The particular case is the Supreme Court’s third attempt in three years to hear such a challenge to disparate impact. Texas was approving developer tax credits for subsidized low-income housing in Dallas, low-income housing advocates allege, but predominantly in low-income neighborhoods concentrated with people of color while denying those tax credits for projects in whiter, more affluent neighborhoods. This kind of practice has aggravated racial segregation in the city, plaintiffs argued. Lower courts ruled that The Inclusive Communities Project, the low-income housing group, was able to prove discrimination via disparate impact. In its appeal, Texas isn’t interested in rehashing the facts of the case and instead is seeking to cut off the disparate impact standard altogether.

The Supreme Court, which has seen fit to strike down school integration efforts in Seattle in 2007, gut the Voting Rights Act in Shelby County v. Holder, and clear the way for state affirmative action bans in Schuette v. Coalition to Defend Affirmative Action in 2013, is particularly hostile to the consideration of race, even if the policy in question is meant to protect people of color from disenfranchisement and discrimination. In Chief Justice John Roberts’ famous words, "The way to stop discrimination on the basis of race is to stop discriminating on the basis of race." It’s that positioning that has many civil rights and fair housing watchers anxious, says Oliveri.

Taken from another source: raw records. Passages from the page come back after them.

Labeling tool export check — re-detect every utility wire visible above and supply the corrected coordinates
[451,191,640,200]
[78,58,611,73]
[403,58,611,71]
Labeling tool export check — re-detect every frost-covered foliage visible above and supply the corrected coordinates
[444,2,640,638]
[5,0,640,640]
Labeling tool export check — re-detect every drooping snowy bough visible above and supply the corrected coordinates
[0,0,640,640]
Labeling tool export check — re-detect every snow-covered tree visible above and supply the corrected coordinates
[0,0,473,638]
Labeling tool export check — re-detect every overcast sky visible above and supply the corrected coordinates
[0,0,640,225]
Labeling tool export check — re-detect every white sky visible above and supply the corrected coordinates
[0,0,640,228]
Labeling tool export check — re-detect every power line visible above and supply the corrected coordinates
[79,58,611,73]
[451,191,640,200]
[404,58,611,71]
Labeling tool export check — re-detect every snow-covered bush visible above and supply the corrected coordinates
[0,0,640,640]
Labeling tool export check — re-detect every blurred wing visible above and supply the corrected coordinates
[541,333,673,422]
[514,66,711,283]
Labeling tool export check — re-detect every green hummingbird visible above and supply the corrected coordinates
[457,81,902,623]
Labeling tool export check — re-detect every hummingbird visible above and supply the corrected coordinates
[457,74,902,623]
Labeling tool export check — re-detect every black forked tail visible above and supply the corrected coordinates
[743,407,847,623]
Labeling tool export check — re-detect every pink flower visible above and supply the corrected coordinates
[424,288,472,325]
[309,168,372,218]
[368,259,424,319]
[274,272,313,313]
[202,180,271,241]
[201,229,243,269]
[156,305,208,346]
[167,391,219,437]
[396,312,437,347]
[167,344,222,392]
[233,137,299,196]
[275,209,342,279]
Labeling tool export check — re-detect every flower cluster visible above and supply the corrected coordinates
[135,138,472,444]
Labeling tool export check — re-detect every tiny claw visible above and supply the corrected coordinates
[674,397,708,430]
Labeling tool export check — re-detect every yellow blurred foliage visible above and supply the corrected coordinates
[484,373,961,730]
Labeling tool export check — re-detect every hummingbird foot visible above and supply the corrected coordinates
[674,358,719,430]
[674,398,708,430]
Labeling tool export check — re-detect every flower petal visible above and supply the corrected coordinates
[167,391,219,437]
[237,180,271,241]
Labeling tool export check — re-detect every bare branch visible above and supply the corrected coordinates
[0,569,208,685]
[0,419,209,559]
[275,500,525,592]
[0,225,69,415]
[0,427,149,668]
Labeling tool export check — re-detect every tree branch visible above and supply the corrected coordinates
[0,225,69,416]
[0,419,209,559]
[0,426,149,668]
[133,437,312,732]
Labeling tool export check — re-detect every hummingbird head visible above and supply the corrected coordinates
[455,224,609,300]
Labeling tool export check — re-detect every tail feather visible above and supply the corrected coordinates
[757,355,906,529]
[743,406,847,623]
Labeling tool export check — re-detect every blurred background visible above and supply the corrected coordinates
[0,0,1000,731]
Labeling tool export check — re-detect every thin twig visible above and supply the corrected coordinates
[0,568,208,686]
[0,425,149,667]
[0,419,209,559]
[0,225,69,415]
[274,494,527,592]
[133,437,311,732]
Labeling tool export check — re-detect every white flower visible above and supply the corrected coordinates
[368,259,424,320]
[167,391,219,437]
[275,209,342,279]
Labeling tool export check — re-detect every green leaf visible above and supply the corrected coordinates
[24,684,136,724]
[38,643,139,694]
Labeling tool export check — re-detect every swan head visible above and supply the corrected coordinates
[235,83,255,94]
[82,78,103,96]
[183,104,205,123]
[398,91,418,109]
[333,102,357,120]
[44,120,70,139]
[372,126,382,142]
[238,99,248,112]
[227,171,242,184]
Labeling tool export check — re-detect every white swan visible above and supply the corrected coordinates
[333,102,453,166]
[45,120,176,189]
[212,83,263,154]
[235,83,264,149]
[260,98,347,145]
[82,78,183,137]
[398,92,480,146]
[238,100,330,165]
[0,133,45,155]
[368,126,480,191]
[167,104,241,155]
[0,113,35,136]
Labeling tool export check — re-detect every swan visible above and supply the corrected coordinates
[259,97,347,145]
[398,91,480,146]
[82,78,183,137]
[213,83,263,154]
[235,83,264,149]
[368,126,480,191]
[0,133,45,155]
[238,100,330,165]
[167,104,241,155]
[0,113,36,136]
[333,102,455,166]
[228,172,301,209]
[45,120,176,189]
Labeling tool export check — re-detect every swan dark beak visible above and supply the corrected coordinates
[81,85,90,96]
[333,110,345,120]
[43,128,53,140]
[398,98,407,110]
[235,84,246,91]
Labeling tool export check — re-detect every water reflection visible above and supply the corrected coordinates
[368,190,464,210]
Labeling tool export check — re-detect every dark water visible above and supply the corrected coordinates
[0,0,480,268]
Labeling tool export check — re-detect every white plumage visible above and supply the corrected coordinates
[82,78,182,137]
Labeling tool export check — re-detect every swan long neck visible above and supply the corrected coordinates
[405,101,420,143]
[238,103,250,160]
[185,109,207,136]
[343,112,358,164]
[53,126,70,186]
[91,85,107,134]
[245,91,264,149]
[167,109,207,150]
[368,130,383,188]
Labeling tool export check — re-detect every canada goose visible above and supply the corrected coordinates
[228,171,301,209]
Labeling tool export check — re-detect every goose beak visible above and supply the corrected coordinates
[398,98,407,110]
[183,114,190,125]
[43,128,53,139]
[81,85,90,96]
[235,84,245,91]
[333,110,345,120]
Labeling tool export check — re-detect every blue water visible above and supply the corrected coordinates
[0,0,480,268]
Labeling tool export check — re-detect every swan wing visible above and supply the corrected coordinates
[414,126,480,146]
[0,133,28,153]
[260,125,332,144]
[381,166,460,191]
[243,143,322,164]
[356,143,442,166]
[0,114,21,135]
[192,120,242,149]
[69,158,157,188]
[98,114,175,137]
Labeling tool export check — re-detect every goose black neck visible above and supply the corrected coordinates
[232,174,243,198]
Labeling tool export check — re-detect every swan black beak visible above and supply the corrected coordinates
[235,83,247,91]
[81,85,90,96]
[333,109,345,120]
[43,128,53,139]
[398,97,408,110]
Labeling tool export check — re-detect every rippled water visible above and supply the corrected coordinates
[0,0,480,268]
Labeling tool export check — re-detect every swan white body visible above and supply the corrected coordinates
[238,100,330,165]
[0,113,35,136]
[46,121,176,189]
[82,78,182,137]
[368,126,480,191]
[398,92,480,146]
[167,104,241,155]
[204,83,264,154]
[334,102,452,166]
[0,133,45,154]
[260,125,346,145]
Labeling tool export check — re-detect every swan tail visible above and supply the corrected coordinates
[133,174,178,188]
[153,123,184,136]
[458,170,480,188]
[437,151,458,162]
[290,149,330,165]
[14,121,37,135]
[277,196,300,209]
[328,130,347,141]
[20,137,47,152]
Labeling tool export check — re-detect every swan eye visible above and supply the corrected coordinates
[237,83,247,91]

On November 13, the Supreme Court will hear oral arguments in a case challenging Alabama’s redistricting efforts in a pair of linked cases, Alabama Legislative Black Caucus v. Alabama and Alabama Democratic Conference v. Alabama. State Democrats and black lawmakers say that in 2012, the Republican-controlled state legislature redrew legislative maps to consolidate black voters into just a few districts, creating districts of super-majorities while diluting their voting power elsewhere. One newly redrawn House district went from 67 percent black to 76.8 percent black. Senate District 26 went from 72.75 percent black to 75.22 percent black, resulting in a "strangely shaped configuration that resembles a downward-facing sand fiddler crab," plaintiffs wrote in their brief.

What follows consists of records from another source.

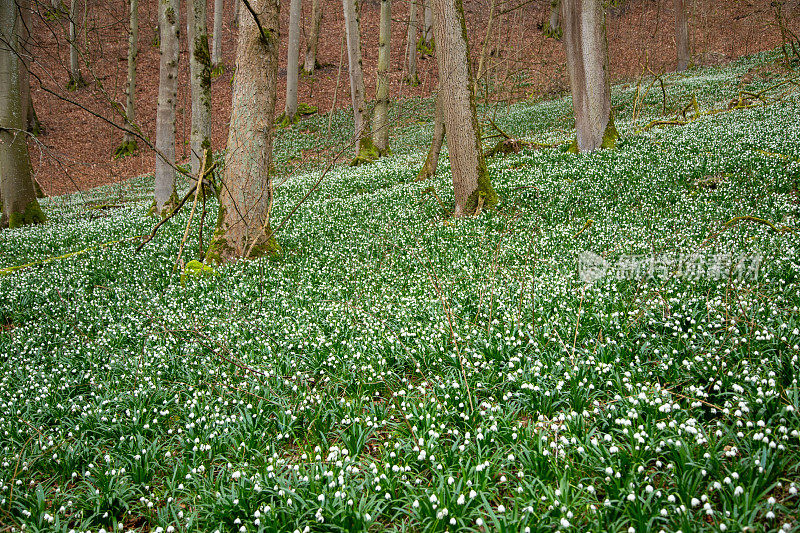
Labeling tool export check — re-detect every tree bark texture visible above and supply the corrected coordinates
[69,0,83,89]
[422,0,434,48]
[303,0,323,76]
[211,0,225,68]
[155,0,179,216]
[186,0,211,176]
[122,0,139,148]
[417,90,445,181]
[342,0,374,159]
[675,0,691,72]
[372,0,392,155]
[561,0,618,152]
[0,1,44,228]
[283,0,301,119]
[433,0,497,217]
[406,0,419,83]
[206,0,280,263]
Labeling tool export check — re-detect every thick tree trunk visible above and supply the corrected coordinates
[155,0,179,216]
[68,0,85,90]
[417,94,445,181]
[433,0,497,217]
[303,0,322,76]
[186,0,211,176]
[372,0,392,155]
[117,0,139,156]
[206,0,280,263]
[561,0,618,152]
[406,0,419,87]
[675,0,691,72]
[542,0,561,39]
[0,1,45,228]
[211,0,225,68]
[342,0,378,164]
[283,0,301,124]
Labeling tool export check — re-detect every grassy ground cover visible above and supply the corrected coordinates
[0,53,800,533]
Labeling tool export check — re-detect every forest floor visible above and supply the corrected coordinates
[30,0,800,195]
[0,47,800,533]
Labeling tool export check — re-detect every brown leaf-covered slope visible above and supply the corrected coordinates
[30,0,800,195]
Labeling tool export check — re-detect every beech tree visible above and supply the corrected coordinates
[206,0,280,263]
[67,0,86,90]
[342,0,378,165]
[186,0,211,175]
[114,0,139,157]
[303,0,322,76]
[417,92,445,181]
[433,0,498,217]
[372,0,392,155]
[675,0,691,72]
[211,0,225,70]
[0,1,45,228]
[282,0,301,124]
[155,0,179,216]
[561,0,619,152]
[405,0,419,83]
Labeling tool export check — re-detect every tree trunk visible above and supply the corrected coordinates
[675,0,691,72]
[422,0,433,49]
[155,0,179,216]
[561,0,619,152]
[68,0,85,90]
[303,0,322,76]
[283,0,301,124]
[542,0,561,39]
[17,0,41,135]
[0,1,45,228]
[211,0,225,69]
[406,0,419,83]
[342,0,378,164]
[116,0,139,157]
[433,0,497,217]
[206,0,280,263]
[372,0,392,155]
[186,0,211,176]
[417,90,445,181]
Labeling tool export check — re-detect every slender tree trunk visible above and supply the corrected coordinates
[675,0,691,72]
[283,0,301,124]
[186,0,211,176]
[372,0,392,155]
[116,0,139,157]
[303,0,322,76]
[342,0,378,164]
[155,0,180,216]
[422,0,434,48]
[417,90,445,181]
[561,0,619,152]
[17,0,41,135]
[211,0,225,69]
[433,0,497,217]
[475,0,496,81]
[0,1,45,228]
[206,0,280,263]
[406,0,419,87]
[69,0,85,90]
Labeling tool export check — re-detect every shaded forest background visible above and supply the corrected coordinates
[25,0,800,195]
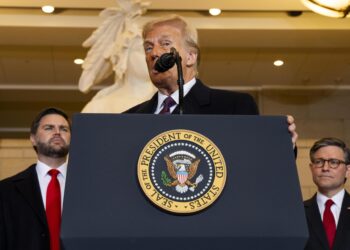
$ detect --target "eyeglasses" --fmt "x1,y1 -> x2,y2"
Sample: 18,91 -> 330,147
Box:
312,158 -> 345,169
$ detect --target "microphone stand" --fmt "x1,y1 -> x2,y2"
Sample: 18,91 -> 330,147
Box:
173,50 -> 185,115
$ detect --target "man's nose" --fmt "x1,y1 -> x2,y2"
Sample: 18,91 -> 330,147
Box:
151,46 -> 166,60
322,161 -> 330,170
54,127 -> 61,134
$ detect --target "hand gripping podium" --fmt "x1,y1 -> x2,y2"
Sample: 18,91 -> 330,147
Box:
61,114 -> 308,250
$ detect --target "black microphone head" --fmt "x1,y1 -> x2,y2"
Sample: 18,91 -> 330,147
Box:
154,52 -> 176,72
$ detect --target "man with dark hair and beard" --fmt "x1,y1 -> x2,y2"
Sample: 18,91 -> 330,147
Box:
0,108 -> 71,250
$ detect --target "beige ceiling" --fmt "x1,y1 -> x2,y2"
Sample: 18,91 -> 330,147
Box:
0,0 -> 350,138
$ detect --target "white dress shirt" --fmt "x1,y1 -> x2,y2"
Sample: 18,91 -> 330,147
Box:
36,160 -> 67,211
316,189 -> 345,226
154,78 -> 196,114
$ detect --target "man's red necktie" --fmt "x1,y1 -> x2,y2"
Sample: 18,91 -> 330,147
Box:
323,199 -> 336,249
46,169 -> 61,250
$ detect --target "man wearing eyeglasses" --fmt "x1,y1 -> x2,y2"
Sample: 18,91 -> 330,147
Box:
304,138 -> 350,250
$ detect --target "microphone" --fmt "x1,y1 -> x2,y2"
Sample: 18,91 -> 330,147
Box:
154,48 -> 178,72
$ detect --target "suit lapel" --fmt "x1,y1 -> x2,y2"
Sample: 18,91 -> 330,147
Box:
13,164 -> 47,224
333,192 -> 350,250
136,92 -> 158,114
173,79 -> 211,114
305,195 -> 329,249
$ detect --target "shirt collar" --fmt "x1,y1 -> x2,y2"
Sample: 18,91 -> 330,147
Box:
157,78 -> 196,110
316,189 -> 345,209
36,160 -> 67,179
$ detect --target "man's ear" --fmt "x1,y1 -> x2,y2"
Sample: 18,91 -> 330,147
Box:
186,50 -> 198,67
29,134 -> 36,146
345,164 -> 350,179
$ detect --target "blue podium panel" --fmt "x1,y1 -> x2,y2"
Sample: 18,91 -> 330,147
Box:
61,114 -> 308,250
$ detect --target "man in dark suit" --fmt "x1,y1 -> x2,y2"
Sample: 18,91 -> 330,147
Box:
0,108 -> 71,250
304,138 -> 350,250
125,15 -> 298,145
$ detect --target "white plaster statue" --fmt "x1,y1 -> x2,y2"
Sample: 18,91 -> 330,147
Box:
79,0 -> 156,113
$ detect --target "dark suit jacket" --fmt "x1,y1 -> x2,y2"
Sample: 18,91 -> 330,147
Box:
304,192 -> 350,250
0,164 -> 50,250
124,79 -> 259,115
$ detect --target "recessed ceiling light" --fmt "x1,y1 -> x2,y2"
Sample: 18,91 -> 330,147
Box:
41,5 -> 55,14
74,58 -> 84,64
273,60 -> 284,67
209,8 -> 221,16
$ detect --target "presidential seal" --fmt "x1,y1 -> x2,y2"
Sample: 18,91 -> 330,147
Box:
137,129 -> 227,214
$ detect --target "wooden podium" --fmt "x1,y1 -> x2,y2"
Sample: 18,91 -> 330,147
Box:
61,114 -> 308,250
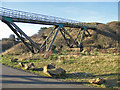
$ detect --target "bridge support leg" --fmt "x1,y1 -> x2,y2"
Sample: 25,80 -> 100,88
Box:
79,27 -> 91,52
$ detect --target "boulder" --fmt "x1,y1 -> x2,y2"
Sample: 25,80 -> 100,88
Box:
48,68 -> 66,77
89,78 -> 105,85
43,63 -> 55,73
43,65 -> 66,77
10,58 -> 18,62
18,62 -> 24,67
24,64 -> 29,70
24,63 -> 35,70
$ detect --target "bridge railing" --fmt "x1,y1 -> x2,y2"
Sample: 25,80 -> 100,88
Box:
0,7 -> 95,27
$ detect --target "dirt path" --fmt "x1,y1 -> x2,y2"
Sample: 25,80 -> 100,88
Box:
0,65 -> 93,88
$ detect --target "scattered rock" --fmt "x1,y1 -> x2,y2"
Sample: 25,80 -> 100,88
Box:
18,62 -> 24,67
48,68 -> 66,77
1,55 -> 3,57
43,63 -> 66,77
24,63 -> 35,70
24,64 -> 29,70
10,58 -> 18,62
89,78 -> 105,85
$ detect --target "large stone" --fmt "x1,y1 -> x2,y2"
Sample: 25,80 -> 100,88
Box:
24,63 -> 35,70
43,63 -> 55,73
18,62 -> 24,67
89,78 -> 105,85
43,65 -> 66,77
48,68 -> 66,77
10,58 -> 18,62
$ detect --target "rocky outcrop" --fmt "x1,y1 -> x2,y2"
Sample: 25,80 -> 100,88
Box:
43,64 -> 66,77
89,78 -> 105,85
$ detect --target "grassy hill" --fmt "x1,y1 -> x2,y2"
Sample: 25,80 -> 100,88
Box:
1,21 -> 120,88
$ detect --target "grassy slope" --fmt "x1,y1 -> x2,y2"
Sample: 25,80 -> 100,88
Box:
1,22 -> 120,88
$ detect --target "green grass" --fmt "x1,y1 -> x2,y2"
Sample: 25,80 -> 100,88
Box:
1,51 -> 120,88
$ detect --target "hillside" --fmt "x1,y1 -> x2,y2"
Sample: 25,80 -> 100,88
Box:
2,21 -> 120,52
1,21 -> 120,88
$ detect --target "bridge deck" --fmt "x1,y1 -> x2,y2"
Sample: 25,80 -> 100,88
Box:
0,7 -> 96,29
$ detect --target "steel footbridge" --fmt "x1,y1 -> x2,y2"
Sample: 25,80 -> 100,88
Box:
0,7 -> 96,53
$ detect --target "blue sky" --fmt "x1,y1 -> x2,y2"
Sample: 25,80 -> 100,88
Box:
0,2 -> 118,38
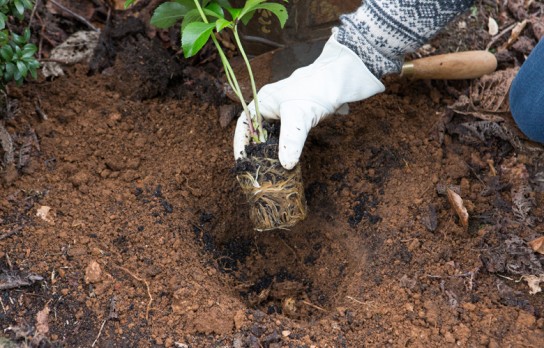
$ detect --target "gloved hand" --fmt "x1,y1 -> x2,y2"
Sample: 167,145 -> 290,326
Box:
234,37 -> 385,170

Plaintiffs called the practice "racial gerrymandering," or in other words, an unconstitutional and unjustified use of race in redistricting that violates the Equal Protection Clause and the Voting Rights Act. Indeed, says Loyola Law School professor Justin Levitt, "The Voting Rights Act, as courts have interpreted it in the past, [with] the [now-invalidated] Section 5 and other sections, have required a lot more nuance." The question before the court is: Was the state "appropriately nuanced or inappropriately blunt in how it used race in the process?" says Levitt.

In 2012, a three-judge panel of Federal District Court judges ruled the plan did not deny black voters their right to participate in the political process, and was neither unconstitutional nor a violation of the Voting Rights Act–but with one key dissent. Judge Myron H. Thompson, who is African-American, pointed out "a cruel irony" to these cases. "Even as it was asking the Supreme Court to strike down" Section 5 of the Voting Rights Act "for failure to speak to current conditions," Thompson wrote in his dissent, "the State of Alabama was relying on racial quotas with absolutely no evidence that they had anything to do with current conditions, and seeking to justify those quotas with the very provision it was helping to render inert."

Consider this year’s Alabama redistricting case "Shelby County, number two," says Victor Goode, a professor at the CUNY School of Law. Shelby County v. Holder, the Supreme Court’s landmark ruling that invalidated the Voting Rights Act’s pre-clearance formula, paved the way for voter suppression efforts and "has given rise to all these voter ID laws bouncing around the courts now," Goode says.

Justices Clarence Thomas and Antonin Scalia in particular "have been arguing all along that the Voting Rights Act is an anachronism of history," says Goode. "If they continue that same approach, they just might take another few bites out of the Voting Rights Act."